Jeu 19 : quart de singe

Ce jeu ne nécessite pratiquement aucun matériel et se joue dans n’importe quelles conditions (une file d’attente, les transports en commun, chez des amis).

Un joueur au hasard prononce une lettre. Le suivant énonce à son tour une deuxième lettre afin de former un mot. Le troisième complète avec une lettre, etc. Par exemple, le premier dit s. Le deuxième pense à « salsifis » et donne la lettre a. Le troisième reçoit s + a et imagine une « salaison ». Il ajoute un l. Le quatrième pense à « saltimbanque » et annonce le t. Ainsi de suite. Les noms propres, les marques et onomatopées sont interdits. Les verbes conjugués et les formes au pluriel sont évidemment d’une grande utilité.
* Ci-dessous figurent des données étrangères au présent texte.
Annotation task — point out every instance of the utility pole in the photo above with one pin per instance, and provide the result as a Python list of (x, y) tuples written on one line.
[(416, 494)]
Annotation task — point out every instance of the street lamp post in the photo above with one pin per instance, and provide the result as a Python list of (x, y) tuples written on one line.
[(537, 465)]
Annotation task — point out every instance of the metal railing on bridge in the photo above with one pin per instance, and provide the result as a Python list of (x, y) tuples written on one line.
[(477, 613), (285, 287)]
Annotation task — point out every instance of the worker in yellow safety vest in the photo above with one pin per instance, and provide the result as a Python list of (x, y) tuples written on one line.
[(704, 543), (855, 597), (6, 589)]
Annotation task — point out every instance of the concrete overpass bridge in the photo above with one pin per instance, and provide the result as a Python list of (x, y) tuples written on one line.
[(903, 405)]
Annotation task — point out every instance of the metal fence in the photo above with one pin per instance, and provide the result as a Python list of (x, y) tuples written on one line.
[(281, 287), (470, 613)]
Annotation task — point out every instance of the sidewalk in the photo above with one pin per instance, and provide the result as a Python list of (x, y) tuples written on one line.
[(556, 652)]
Quand il n’est plus possible de prolonger le mot, l’intéressé peut avoir deux réactions : l’abandon ou le bluff. Dans le premier cas, il perd et reçoit un quart de singe représenté sous forme de carte ou d’un objet quelconque. Dans le second cas, son voisin attentif suppose une tromperie et annonce tout haut « bluff ». Le joueur doit alors dévoiler sa tromperie (et reçoit une carte) ou annoncer le mot auquel il pensait. Il peut tenter un mot inexistant, mais le groupe est assez réactif. Au pire des cas, le dictionnaire tranchera. Celui qui perd reprend le jeu avec une nouvelle lettre.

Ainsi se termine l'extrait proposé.